Not every potential Academy Award contender will be represented. Among this year's Hollywood Award honorees, there is no mention of Steven Spielberg's Lincoln or Peter Jackson's The Hobbit: An Unexpected Journey.
But there are plenty of other titles atop awards handicappers' lists that have been selected by de Abreu after consulting, he says, with a cross-section of well-placed insiders. Bradley Cooper will claim the Hollywood Actor Award for his performance as a man who has survived an asylum in Silver Linings Playbook, and Marion Cotillard will take the corresponding actress prize for her turn as an amputee in Rust and Bone. David O. Russell will take home directing honors for Playbook, and fellow helmer Quentin Tarantino will be recognized with a screenwriting award for Django Unchained.

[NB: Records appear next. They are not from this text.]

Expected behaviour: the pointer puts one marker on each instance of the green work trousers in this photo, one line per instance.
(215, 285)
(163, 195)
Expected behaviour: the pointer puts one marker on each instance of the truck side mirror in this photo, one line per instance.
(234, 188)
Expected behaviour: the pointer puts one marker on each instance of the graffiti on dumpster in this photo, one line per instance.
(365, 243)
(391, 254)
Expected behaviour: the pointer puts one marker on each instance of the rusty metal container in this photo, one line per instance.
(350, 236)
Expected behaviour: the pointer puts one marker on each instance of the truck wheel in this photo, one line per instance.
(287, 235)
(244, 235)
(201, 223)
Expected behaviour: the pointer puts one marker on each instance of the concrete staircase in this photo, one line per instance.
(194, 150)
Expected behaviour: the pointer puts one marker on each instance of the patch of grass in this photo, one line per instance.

Spreading the wealth, Dustin Hoffman will receive the Hollywood Breakthrough Director Award for his feature directorial debut, Quartet.
If the word "Hollywood" pops up a lot in those kudos, it's because they are the invention of de Abreu, an author, entrepreneur and former Cartier marketing executive who early on recognized the value in collecting thousands of URLs and dozens of registered trademarks built around the iconic moniker.
In 1997, he created the Hollywood Film Festival, which will take place Oct. 19 to 22 at ArcLight Cinemas on Sunset Boulevard. But his awards gala, which he says is designed to introduce up-and-coming filmmakers to industry royalty, now overshadows the festival itself. And its strategic scheduling on the verge of awards season proper means everyone happily joins in.
"I'm shocked and astonished that I'm being given an award before my film has even come out," exclaimed Robert Pattinson in 2008, when he received the New Hollywood Award on the eve of the first Twilight movie's release.
For if there is anything the event proves, it's that no one in Hollywood can resist an award.